Ungewöhnlichster Vorwurf
Schmidt-Chanasit warnte vor Alarmismus: Er könne sich noch gut an die Schlagzeile erinnern „Das Tönnies-Fleisch ist brandgefährlich“, berichtete der Virologe „Diese Schlagzeile ist brandgefährlich, weil das wieder zur Verunsicherung führt!“
„Es liegt nicht nur an den Werkverträgen, sondern auch an der Art und Weise, wie die EU-Osterweiterung stattfand“, schimpfte die Publizistin. Besonders beklagte sie, „dass Deutschland meinte, es habe das Recht, dort auf billige Arbeitskräfte zuzugreifen.“ Ihr Urteil: „Wir sprechen hier auch von einer Form der Dehumanisierung.“ Puh!
Vernünftigste Vorschläge
„Wir müssen über eine Agrarwende diskutieren“, kündigte Söder an.
„Die Solidarität muss jetzt global werden!“ forderte die Journalistin.
Ärztin Teichert klagte über die schlechte Bezahlung in den Gesundheitsämtern: „Ich kann nicht einerseits sagen, die Leute machen das ganz toll, und sie beklatschen, und kaum sind die Infiziertenzahlen rückläufig, erinnere ich mich nicht mehr daran. Das ist irgendwie scheinheilig!“
Ihre wichtigste Erkenntnis: „Das Virus richtet sich nicht nach den sozialen Verhältnissen. Das Crowding ist das Problem!“
Beschwingtestes Finale
„Die Solidarität nicht nur politisch, sondern in der Gesellschaft, gegenüber unseren Eltern und Großeltern, das müssen wir wirklich aufrecht erhalten“, mahnte Söder zum Schluss.
„Deshalb haben Sie auch vorgeschlagen, man solle am besten zu Hause mit seiner Frau im Wohnzimmer tanzen“ frozzelte die Talkmasterin.

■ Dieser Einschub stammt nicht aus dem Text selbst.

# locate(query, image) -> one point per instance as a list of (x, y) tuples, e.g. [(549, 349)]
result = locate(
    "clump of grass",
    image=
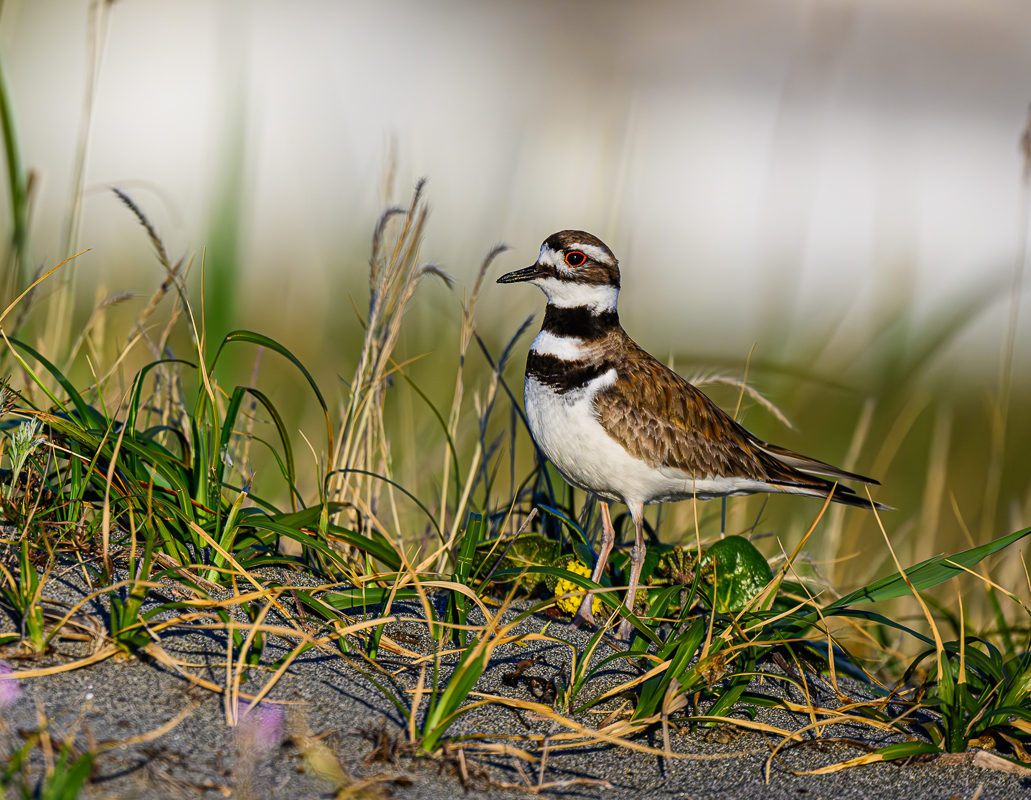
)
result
[(153, 479)]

In der Runde wurde gekichert, doch Söder blieb cool: „Das ist nie falsch, Frau Illner! Das ist nie falsch!“
Fazit: Bleischweres Thema, trotzdem hohes Tempo. Niemand machte den Hulk, alle verzichteten total auf jede Form von Bedeutungsblähung und die Talkmasterin kam ohne vormundschaftliche Schiedsrichterei zurecht. Das war eine Talkshow der Kategorie „Freundschaftsspiel“.